Ohne jetzt irgendwelche wilden Spekulationen aufstellen zu wollen, woher du die Datei haben könntest, würde ich an Deiner Stelle mal die ganzen URLs durchprobieren, die Dir so in den Sinn kommen. 

Wenn du in das Archiv reinsehen kannst, findest du vielleicht da Hinweise auf das Paßwort. Und wenn du noch mehr Glück hast, kannst du vielleicht das Paßwort sogar aus dem Dateinamen entnehmen.

Wie gesagt, sind alles wilde Spekulationen, die ich auch nur vom Hörensagen kenne.

Ansonsten:

Wie meine Vorredner schon gesagt haben, ist das Knacken sonst nur per Bruteforce möglich. Tools unter Linux hab ich bisher dafür noch nicht gefunden. Und sofern du keine Ahnung hast, wie das Paßwort aussehen könnte, schmeiß die Datei lieber gleich weg. Du ersparst Dir damit einen Haufen Zeitverschwendung.

----------

## Robmaster

http://www.zdnet.de/downloads/prg/p/9/deN1P9-wc.html

Das könnte helfen

Viel Glück !!!

----------

## Earthwings

Moved from Deutsches Forum (German) to Diskussionsforum.

----------

## schachti

 *Robmaster wrote:*   

> http://www.zdnet.de/downloads/prg/p/9/deN1P9-wc.html

 

"3000 Passwörter pro Sekunde mit der Brute-Force Methode und über 22000 Passwörter pro Sekunde mit der Booost-Up Methode"

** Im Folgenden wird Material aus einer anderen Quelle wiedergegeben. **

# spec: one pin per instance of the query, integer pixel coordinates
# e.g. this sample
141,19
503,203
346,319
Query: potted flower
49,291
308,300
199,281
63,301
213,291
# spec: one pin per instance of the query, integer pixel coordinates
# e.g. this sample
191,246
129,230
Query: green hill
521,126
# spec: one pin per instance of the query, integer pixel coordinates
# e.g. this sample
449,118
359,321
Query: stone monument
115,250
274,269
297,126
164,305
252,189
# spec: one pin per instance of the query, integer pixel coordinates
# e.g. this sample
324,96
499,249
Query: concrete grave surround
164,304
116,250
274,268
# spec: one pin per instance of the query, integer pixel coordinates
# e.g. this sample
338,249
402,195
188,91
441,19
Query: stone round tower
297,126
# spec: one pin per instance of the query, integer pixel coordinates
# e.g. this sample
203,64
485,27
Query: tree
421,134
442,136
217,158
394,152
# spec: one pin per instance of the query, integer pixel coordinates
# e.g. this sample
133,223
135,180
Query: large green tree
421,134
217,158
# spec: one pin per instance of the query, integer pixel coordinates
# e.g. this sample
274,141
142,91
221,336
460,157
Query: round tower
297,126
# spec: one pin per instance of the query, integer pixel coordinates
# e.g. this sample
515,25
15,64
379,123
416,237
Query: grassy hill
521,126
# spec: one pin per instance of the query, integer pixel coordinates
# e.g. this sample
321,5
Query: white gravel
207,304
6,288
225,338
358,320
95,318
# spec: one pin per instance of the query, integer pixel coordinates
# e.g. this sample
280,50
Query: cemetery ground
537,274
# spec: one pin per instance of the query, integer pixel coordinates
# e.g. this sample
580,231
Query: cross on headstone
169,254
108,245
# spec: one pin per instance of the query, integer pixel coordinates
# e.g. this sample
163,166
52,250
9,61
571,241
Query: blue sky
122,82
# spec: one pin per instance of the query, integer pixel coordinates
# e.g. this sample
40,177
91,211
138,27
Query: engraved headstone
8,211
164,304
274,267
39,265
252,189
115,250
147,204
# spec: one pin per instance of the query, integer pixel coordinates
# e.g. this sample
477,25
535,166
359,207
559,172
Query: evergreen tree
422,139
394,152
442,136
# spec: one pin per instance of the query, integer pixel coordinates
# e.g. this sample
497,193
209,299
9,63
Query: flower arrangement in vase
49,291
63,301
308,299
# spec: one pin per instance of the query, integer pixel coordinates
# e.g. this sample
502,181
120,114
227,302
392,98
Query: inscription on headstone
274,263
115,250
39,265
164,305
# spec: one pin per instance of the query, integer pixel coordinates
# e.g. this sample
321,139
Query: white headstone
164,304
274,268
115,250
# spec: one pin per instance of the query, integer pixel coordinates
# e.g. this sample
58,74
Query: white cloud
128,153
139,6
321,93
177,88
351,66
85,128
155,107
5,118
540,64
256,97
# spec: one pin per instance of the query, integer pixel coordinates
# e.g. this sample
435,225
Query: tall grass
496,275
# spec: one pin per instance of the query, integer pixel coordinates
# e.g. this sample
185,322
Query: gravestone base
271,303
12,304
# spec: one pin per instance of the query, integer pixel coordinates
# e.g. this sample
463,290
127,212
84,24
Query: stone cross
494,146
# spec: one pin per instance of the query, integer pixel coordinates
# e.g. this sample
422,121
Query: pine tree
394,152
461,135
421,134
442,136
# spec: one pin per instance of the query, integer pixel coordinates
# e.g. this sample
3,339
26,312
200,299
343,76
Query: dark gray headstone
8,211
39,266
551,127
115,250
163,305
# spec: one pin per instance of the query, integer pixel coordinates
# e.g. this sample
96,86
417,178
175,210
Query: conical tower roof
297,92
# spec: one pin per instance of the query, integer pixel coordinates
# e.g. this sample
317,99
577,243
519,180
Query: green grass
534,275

--> schon mit der "Booost-Up Methode" und bei einem 8 Zeichen langen Paßwort, das nur Buchstaben und Ziffern, aber keine Sonderzeichen enthält, dauert es im Schnitt mit diesem Programm 160 Jahre (!), das Paßwort zu knacken. Bei 9 Zeichen schnellt die Dauer auf fast 10.000 Jahre hoch, bei 10 Zeichen bist Du schon bei über 600.000 Jahren. Für die Brute-Force-Suche kannst Du die Werte mit 7 multiplizieren. Ich halte es für aussichtslos...

----------

## 76062563

 *schachti wrote:*   

> ... Ich halte es für aussichtslos...

 

Was ja prinzipiell auch Sinn und Zweck einer Verschlüsselung ist.

Ich glaube auch, dass es am Klügsten ist aufzugeben.

PS: schon mal www.goldesel.6x.to probiert? *SCNR

----------

## borsdel

ja, aussichtslos, am ehesten alle evtl. ursprungs-quellen durchgehen und glück haben

PS: poste doch das file und wir sagen dir das passwort *SCNR

----------

## pieter_parker

die datei ist zu gross um sie einfach mal so zuposten

das ist ein windows password recovrery programm, dachte vielleicht gibt es soetwas fuer linux, oder ist schon im gentoo mit drin

----------

## SvenFischer

Es soll Torrentdatein geben, die ein passwortgeschütztes rar-Archiv verwenden. Oft soll es auf diesen Homepages auch eine Passwortliste geben, die mit geeigneter Software die Sperre aufhebt.

... Stand mal in einer Computerzeitschrift

----------

## Robmaster

Wenn du es unter linux versuchen möchtest, benutz johntheripper (ist aber kommandozeilen basierend)

----------

## pieter_parker

keine torrent datei, die datei habe ich eigenhaendig erstellt

johntheripper kann passwoerter rausfinden?

----------

## Thargor

Ich wüsste nicht, dass er noch was anderes kann  :Very Happy: 

Wie man den hash aus der rar datei kriegt weiß ich allerdings nicht.

----------

## Marlo

 *Thargor wrote:*   

> Ich wüsste nicht, dass er noch was anderes kann 
> 
> 

 

++

Geht mit der /etc/shadow einwandfrei.

 *Thargor wrote:*   

> 
> 
> Wie man den hash aus der rar datei kriegt weiß ich allerdings nicht.

 

Wordlists, man braucht wordlists und die soll man neuerdings kaufen.

Ma

----------